One of Henry Ford's greatest contributions to the world of industry was the development of the assembly line. The core concept of the assembly line is that the specialization of job functions leads to increased productivity and efficiency. Rather than having an individual own a process from start to finish, you have individuals specialize in smaller, specific micro-processes. The concept of the assembly line revolutionized the manufacturing industry but it also had a profound effect on other areas of business. In particular, many successful sales organizations have taken a page out of Mr. Ford's book.
During the maturation of a business, evitably, job functions become more and more specialized. Look at the job advertisements of a 10,000 employee organization vs a 10 employee organization. Often times, small companies will have a single person performing the same function as a team of hundreds in a large company. Side note: this is one reason why companies like to hire folks from other companies of similar size. Employees from large companies have a much more specialized skill set whereas employees from small companies have a more generalized skill set.
At a certain point in your business, you'll have to start specializing roles in sales. This is a good problem to have but it can be painful. Think about it, you started with a single salesperson who did everything. From building prospect lists, developing messaging, qualifying leads, demonstrating the product, managing the funnel, negotiating contracts, overseeing the delivery, and managing the relationship, this person owned it. Those different functions will each become their own roles when the business is mature enough. The challenge is that by that time, you will have already built a sales team and best practices around this model. This means your entire sales organization is about to undergo drastic changes.
Once you decide to specialize, you need to rethink everything. How will you hire? What skills and qualifications are you seeking for each role? How will you train for each role? What is the compensation package for each role? What are the KPI's for each role? What will you do with your existing personnel? These are all big important questions that, when answered, will inform the structure of your sales organization for years to come.
With all of these big important questions to answer, here are a few tips:
Think about the customer journey and experience as you develop these new roles. Consider how the handoff will work.
Start by writing down all of the individual tasks a single salesperson is responsible for then you can distribute those tasks among the different new positions.
Ask your existing team members where they'd like to be.
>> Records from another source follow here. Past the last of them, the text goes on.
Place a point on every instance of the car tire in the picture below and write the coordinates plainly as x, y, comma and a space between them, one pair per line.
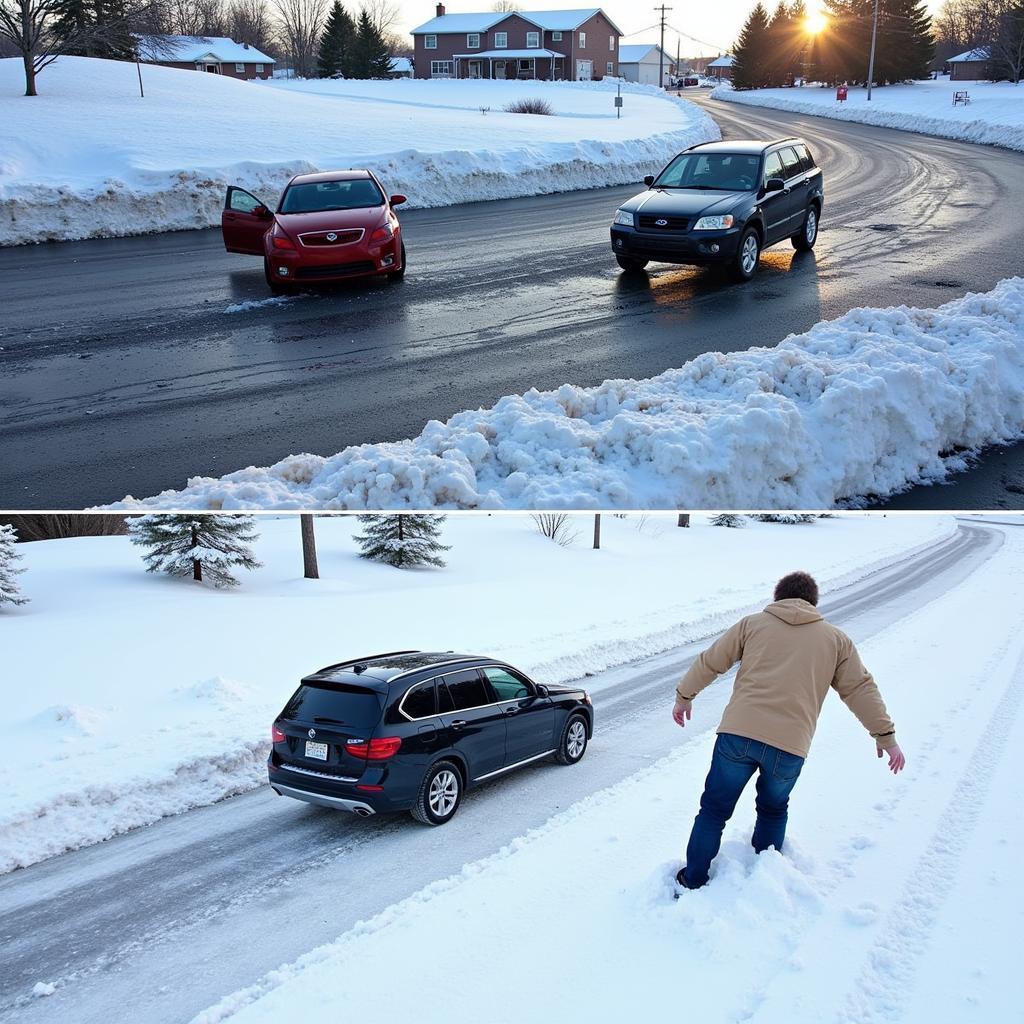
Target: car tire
744, 263
804, 240
439, 796
630, 264
572, 745
400, 272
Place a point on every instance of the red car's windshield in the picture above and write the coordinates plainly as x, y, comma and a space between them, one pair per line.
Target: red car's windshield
315, 197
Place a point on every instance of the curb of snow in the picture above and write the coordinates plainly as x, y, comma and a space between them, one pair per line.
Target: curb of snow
979, 131
92, 814
869, 403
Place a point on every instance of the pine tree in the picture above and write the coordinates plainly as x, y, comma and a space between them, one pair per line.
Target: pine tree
337, 44
729, 519
9, 591
401, 540
204, 547
752, 58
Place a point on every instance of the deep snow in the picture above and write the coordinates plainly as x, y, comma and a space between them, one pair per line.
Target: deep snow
88, 157
865, 404
159, 695
994, 116
896, 899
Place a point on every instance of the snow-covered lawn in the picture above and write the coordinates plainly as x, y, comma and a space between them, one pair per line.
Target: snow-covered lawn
864, 404
131, 696
89, 157
897, 898
994, 116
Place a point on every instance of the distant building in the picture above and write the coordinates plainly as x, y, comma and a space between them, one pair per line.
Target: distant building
209, 53
643, 61
571, 45
721, 68
971, 66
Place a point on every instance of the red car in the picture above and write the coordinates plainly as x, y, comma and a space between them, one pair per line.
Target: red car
327, 226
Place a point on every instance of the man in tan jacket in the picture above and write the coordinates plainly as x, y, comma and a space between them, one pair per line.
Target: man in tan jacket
788, 658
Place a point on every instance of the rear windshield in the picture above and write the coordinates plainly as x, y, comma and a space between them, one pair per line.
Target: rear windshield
720, 171
315, 197
334, 706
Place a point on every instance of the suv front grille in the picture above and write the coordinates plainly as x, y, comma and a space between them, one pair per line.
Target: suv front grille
653, 222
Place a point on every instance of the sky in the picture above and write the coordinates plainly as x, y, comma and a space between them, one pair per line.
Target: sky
711, 28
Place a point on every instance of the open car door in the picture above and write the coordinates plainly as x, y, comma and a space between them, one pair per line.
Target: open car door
244, 222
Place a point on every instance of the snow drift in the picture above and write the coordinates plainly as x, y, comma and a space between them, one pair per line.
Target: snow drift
865, 404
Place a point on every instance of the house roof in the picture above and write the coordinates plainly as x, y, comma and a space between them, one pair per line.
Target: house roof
981, 53
187, 48
550, 20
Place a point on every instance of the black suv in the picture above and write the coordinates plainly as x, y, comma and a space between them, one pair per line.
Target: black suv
722, 203
413, 730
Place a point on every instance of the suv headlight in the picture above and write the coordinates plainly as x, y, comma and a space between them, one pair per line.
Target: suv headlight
714, 223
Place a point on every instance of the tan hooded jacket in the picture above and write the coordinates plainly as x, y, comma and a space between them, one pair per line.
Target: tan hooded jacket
788, 657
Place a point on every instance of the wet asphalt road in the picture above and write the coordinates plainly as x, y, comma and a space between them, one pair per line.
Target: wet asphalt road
124, 373
168, 919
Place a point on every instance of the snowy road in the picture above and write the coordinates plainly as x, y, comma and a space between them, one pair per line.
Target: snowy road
122, 371
170, 918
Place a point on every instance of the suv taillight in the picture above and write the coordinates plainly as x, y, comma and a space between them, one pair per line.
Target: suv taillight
376, 750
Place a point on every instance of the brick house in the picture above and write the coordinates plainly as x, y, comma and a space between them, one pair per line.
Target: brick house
571, 45
208, 53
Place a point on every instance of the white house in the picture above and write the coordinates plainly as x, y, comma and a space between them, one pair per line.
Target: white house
642, 62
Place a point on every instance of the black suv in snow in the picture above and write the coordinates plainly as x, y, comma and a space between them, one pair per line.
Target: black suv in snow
413, 730
722, 203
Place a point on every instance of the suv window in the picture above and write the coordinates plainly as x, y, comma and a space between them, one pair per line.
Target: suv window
419, 701
507, 685
467, 689
792, 162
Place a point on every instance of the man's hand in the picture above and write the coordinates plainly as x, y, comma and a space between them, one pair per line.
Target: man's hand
896, 760
681, 712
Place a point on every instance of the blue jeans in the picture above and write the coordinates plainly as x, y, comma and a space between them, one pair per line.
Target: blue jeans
734, 761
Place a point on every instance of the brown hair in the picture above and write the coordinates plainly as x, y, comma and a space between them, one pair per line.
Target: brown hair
800, 585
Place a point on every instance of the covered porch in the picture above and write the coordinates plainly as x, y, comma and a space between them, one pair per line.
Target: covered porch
529, 64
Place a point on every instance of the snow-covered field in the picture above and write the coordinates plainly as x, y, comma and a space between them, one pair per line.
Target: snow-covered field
994, 116
159, 693
897, 898
865, 404
89, 157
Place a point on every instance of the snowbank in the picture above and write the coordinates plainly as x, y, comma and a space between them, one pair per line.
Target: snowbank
90, 158
861, 921
865, 404
172, 706
994, 116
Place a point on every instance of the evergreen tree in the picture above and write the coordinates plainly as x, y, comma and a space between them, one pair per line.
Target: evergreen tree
337, 44
204, 547
752, 57
729, 519
401, 540
9, 591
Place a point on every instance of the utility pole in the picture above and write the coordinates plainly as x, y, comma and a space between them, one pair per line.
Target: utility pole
870, 61
660, 49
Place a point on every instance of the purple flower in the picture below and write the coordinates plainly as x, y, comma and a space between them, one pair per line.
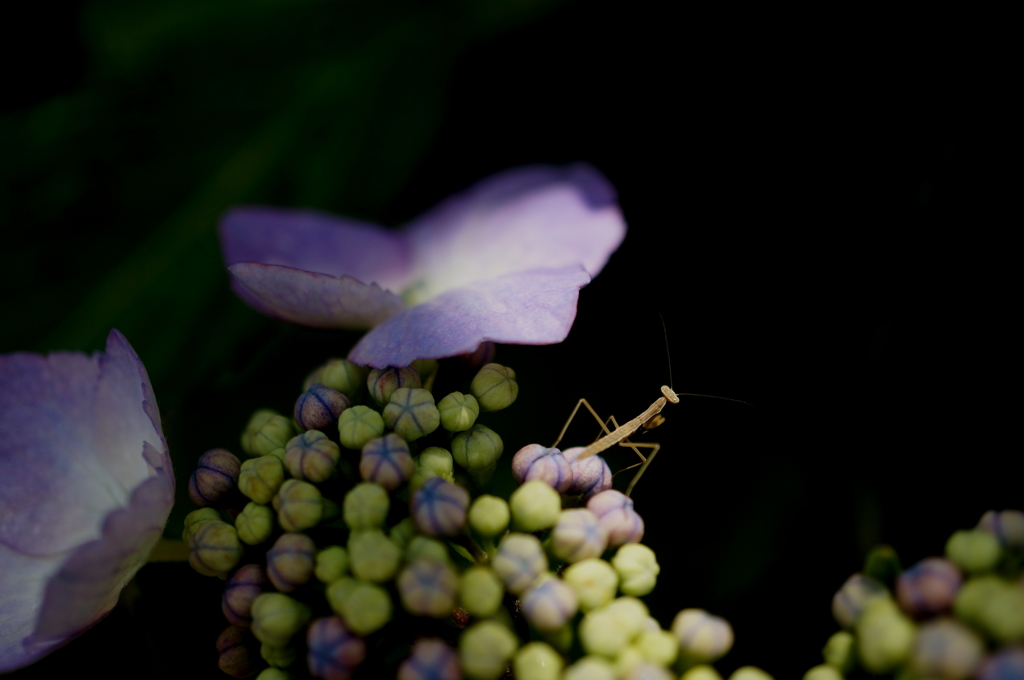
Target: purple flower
84, 495
503, 261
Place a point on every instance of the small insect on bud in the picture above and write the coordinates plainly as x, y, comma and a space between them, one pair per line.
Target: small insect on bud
241, 590
412, 413
485, 648
290, 561
519, 561
387, 462
614, 510
547, 465
239, 653
578, 535
439, 507
335, 651
358, 425
458, 412
495, 387
428, 588
261, 477
431, 659
383, 382
549, 603
299, 505
216, 473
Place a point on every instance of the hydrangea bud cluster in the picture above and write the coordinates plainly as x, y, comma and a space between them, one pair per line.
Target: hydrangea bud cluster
951, 618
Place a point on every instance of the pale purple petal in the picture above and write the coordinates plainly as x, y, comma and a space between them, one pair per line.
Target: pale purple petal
318, 300
534, 307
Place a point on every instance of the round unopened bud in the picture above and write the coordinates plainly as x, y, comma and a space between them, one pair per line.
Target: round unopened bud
290, 561
702, 637
495, 387
439, 507
549, 603
489, 515
485, 648
358, 425
477, 449
535, 462
537, 661
458, 412
428, 588
383, 382
387, 462
519, 561
318, 407
578, 535
974, 550
366, 506
241, 590
214, 548
928, 588
311, 456
365, 606
335, 651
373, 556
276, 618
299, 505
853, 596
261, 477
431, 659
480, 591
535, 506
239, 655
594, 582
412, 413
216, 473
614, 511
637, 568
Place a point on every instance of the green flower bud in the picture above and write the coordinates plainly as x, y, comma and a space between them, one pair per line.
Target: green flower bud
383, 382
637, 568
594, 582
412, 413
535, 506
485, 648
261, 477
537, 661
366, 506
495, 387
974, 550
332, 563
458, 412
365, 606
299, 505
214, 548
477, 449
255, 523
276, 618
489, 515
373, 556
884, 636
358, 425
480, 591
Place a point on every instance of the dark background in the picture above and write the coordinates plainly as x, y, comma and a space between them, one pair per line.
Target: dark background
811, 209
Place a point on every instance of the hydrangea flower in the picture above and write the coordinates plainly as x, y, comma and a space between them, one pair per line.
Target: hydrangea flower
85, 491
503, 261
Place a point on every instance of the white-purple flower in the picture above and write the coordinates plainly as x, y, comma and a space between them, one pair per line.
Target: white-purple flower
503, 261
85, 489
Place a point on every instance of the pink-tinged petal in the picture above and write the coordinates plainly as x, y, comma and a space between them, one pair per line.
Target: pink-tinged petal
534, 307
318, 300
525, 218
316, 242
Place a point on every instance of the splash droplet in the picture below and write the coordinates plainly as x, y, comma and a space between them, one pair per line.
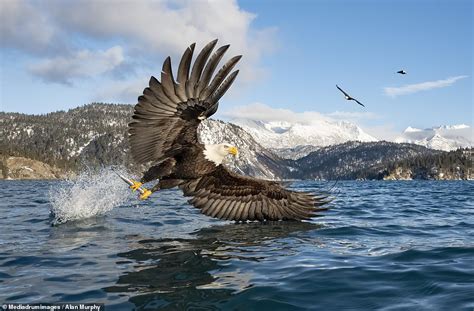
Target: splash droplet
91, 193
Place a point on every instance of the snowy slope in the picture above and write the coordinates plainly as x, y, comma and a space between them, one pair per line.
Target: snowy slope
282, 134
253, 159
441, 138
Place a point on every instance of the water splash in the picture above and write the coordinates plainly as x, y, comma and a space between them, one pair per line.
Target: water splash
91, 193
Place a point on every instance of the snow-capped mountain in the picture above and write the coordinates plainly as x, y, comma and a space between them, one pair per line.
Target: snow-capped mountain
253, 159
447, 137
283, 134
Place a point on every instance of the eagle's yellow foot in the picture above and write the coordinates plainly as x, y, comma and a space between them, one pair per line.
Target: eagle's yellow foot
136, 185
145, 194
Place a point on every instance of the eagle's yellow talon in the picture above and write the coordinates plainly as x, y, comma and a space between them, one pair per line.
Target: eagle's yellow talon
136, 185
145, 194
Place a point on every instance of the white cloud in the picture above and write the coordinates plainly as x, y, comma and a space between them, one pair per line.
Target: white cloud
82, 64
424, 86
23, 27
147, 30
259, 111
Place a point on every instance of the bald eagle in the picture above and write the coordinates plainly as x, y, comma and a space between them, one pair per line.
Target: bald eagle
164, 132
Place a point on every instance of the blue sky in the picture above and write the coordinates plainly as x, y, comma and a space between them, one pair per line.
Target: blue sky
56, 56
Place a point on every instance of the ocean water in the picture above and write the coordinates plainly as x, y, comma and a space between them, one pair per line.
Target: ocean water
382, 246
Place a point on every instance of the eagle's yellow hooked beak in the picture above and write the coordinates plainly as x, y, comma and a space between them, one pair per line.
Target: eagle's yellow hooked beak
233, 151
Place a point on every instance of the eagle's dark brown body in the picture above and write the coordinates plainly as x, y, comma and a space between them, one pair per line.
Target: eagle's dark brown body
164, 132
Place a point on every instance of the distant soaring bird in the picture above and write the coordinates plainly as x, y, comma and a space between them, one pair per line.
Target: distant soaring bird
164, 133
348, 97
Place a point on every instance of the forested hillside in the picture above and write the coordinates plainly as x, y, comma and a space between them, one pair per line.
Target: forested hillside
96, 134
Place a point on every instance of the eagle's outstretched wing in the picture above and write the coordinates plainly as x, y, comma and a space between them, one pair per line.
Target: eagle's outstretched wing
226, 195
168, 113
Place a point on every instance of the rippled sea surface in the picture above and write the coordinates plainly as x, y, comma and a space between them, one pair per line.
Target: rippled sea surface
382, 246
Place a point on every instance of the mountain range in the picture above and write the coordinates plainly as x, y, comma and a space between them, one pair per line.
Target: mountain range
95, 135
441, 137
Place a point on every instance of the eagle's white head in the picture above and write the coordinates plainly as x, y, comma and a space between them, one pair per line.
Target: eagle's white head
216, 153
It's likely that you'll have people self select into different roles.
Solicit ongoing, constant feedback from your team. They are the closest people to the individual roles and tasks.
Seek help from the outside, particularly people who have led teams with some of the same functions you're looking to expand to.
Make sure you have the foundation in place before making your first hire in a new role including the tools this new role would need.
Take this time to also reconsider how your sales team is segmented. Whether it be geographic, industry vertical, or market size this can be a good opportunity to further focus each segment.
Each new role will at some point require its own leader but that shouldn't necessarily be your first hire.
This transition can be a major challenge but it can also unlock the power to grow your sales team in a way you never thought possible. Again, this is a good problem to have. It means you've done such a good job that you've maxed out your current model. Growth can be hard but it's the most exciting time to be a part of a business. The transition from a craddle-to-grave model to a more specialized model is an important step in the growth of your team, even though it may be painful. That's why they call them growing pains!